Je vous remercie si, par aventure, vous me répondiez sur la façon dont vous le comprenez. Je reste à l’écoute de vos idées de lecture pour approfondir ce sujet. Ce sera avec plaisir.
Bien cordialement,
Lili
Je vous joins ensuite quelques réflexions qui me sont venues. Une question en entraînant une autre, je ne sais où cela va mener.

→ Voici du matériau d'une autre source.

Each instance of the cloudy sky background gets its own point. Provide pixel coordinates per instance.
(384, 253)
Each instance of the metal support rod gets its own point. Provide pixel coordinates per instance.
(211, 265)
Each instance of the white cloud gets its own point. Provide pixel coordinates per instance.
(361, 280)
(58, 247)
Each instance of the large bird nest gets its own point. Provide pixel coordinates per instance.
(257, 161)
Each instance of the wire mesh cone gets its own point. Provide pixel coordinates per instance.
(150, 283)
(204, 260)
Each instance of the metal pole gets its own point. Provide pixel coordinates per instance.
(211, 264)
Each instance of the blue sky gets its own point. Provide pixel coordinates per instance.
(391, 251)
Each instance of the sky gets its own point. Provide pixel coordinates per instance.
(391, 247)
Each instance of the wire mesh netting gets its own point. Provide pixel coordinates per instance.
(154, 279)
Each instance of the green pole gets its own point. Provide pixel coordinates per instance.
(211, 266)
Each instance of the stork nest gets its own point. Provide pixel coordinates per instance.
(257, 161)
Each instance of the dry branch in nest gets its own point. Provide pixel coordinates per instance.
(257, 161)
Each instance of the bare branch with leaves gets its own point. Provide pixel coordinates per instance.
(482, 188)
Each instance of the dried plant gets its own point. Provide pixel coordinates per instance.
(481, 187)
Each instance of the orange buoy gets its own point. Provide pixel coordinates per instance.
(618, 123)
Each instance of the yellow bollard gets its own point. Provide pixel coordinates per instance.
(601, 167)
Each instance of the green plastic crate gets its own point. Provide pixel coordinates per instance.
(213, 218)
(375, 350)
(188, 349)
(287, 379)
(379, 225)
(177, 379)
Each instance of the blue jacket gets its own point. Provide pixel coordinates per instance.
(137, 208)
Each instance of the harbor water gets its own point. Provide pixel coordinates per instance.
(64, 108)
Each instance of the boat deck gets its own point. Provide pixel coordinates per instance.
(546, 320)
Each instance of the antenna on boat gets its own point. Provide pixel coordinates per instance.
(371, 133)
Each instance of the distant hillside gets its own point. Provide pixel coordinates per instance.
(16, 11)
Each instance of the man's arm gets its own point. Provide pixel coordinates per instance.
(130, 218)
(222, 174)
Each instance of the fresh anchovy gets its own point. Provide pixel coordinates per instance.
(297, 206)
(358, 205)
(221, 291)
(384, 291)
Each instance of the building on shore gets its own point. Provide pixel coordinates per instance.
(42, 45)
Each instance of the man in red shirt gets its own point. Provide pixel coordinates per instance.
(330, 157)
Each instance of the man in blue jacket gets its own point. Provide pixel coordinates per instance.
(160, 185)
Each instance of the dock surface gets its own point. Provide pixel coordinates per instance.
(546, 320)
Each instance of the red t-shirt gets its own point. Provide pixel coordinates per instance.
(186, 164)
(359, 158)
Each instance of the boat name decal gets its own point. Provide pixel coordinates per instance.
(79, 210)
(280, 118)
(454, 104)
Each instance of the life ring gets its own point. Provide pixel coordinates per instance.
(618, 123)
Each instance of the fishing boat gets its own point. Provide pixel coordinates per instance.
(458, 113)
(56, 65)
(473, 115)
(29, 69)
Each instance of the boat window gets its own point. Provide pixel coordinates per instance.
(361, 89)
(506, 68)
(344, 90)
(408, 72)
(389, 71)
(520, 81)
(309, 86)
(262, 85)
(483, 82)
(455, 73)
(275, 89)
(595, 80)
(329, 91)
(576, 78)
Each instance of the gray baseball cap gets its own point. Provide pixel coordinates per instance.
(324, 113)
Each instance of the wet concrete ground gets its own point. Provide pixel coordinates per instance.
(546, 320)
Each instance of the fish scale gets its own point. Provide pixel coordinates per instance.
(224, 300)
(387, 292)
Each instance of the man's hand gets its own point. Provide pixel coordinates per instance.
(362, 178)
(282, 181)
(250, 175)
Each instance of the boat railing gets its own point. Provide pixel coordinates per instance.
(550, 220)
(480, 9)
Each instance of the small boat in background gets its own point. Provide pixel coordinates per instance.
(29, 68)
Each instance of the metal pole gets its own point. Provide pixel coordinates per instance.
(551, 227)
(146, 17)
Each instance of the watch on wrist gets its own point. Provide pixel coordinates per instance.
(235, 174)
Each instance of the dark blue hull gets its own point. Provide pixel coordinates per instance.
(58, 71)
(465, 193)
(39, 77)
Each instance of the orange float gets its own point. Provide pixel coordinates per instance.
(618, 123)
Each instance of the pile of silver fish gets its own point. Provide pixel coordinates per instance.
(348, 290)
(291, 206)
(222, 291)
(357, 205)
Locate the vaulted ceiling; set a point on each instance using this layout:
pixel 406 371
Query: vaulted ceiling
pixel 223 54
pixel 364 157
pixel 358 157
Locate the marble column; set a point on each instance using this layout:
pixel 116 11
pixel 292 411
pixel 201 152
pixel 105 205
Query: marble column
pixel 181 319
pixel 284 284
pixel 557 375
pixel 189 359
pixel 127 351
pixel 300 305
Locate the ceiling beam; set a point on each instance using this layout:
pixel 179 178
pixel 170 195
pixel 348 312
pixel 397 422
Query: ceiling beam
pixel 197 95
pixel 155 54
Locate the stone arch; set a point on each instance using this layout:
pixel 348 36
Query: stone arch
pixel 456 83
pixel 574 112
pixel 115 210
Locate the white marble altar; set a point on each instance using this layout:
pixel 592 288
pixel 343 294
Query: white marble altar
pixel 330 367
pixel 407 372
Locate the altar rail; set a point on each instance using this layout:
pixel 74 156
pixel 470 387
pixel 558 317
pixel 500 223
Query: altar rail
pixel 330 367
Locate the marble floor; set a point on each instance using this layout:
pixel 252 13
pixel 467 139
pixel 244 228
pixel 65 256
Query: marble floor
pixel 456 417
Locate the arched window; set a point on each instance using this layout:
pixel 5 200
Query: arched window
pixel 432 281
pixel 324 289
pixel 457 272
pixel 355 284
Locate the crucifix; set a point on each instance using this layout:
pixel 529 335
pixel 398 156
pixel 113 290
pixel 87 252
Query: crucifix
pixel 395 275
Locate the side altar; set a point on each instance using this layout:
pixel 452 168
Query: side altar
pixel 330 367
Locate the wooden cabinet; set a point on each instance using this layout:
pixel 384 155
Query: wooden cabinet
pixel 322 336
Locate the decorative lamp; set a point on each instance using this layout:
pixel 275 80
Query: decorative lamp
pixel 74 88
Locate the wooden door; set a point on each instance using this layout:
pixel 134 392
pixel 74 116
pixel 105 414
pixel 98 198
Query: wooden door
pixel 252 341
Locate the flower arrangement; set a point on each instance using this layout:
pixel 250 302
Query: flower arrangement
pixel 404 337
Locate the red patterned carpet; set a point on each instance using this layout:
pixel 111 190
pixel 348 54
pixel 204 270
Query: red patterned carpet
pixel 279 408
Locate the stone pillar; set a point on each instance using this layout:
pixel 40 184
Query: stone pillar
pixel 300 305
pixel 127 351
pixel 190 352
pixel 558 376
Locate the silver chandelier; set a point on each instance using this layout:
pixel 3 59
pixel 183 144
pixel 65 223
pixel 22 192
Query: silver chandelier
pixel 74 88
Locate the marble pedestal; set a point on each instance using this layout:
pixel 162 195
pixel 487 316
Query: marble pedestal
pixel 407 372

1) Dans un premier temps, je distingue l’amour que Dieu a pour les hommes, et l’amour que les hommes ont pour Dieu, mais est-ce que je ne fais pas fausse route ? Ou est-ce la même chose ? Aimer Dieu, pour un homme, est-ce participer à l’amour qu’Il nous porte ? Est-ce cet « amour surnaturel » dont parle Simone Weil ? On pourrait ainsi postuler que l’amour que les hommes portent à Dieu et l’amour que Dieu porte aux hommes sont comme les deux facettes d’un même « objet ». Ou est-ce l’aimer d’une façon humaine, un peu boiteuse somme toute ? Comme tout ce que nous aimons avec des haut et des bas, des émerveillements, des éloignements voire des abandons ? Comment voyez-vous les choses ?
2) La connaissance de Dieu, d’après S. Weil, relèverait d’une dimension affective (comme chez Pascal et comme il est traditionnel de le concevoir) et l’amour de l’homme pour Dieu par lequel on le connaitrait relèverait d’une expérience que certains font, mais d’autres non. Néanmoins, qu’est-ce que c’est ? Est-ce qu’on aime Dieu comme on aime ses enfants, ses amis ? Est-ce que c’est la même qualité d’amour avec juste l’envergure de l’objet qui change ? Ou est-ce que l’envergure de l’objet changeant, la qualité de l’amour change aussi ? L’amour de Dieu est-il d’une autre nature que l’amour des hommes ?
Est-ce que cela existe vraiment d’ailleurs l’amour de Dieu ? L’amour du prochain, de la nature, est-ce de l’amour de Dieu ?
Par ailleurs, que certains hommes n’aiment pas Dieu (ce qui ne signifie pas qu’il le détestent même si certains y parviennent), ou s’en désintéressent, les expose-t-il à ignorer définitivement ce qu’est l’amour de Dieu ? Peut-on conceptualiser cet amour sans le vivre de l’intérieur ? Est-ce que ce n’est pas juste un concept empirique ? A moins qu’on puisse aimer Dieu sans le savoir – Simone Weil parle bien de « foi implicite » – ce dont je doute, la moindre des choses, c’est d’être averti quand on aime. Je crois que le principe de l’amour, c’est d’impressionner, dans le sens de faire impression, marquer. Il y a des gens que je n’aime pas (sans les détester), eh bien ils ne me font justement aucune impression. Il est vrai qu’on peut aussi s’illusionner en matière d’amour. La Princesse de Clèves en fourmille d’exemples et je ne parle pas de Freud.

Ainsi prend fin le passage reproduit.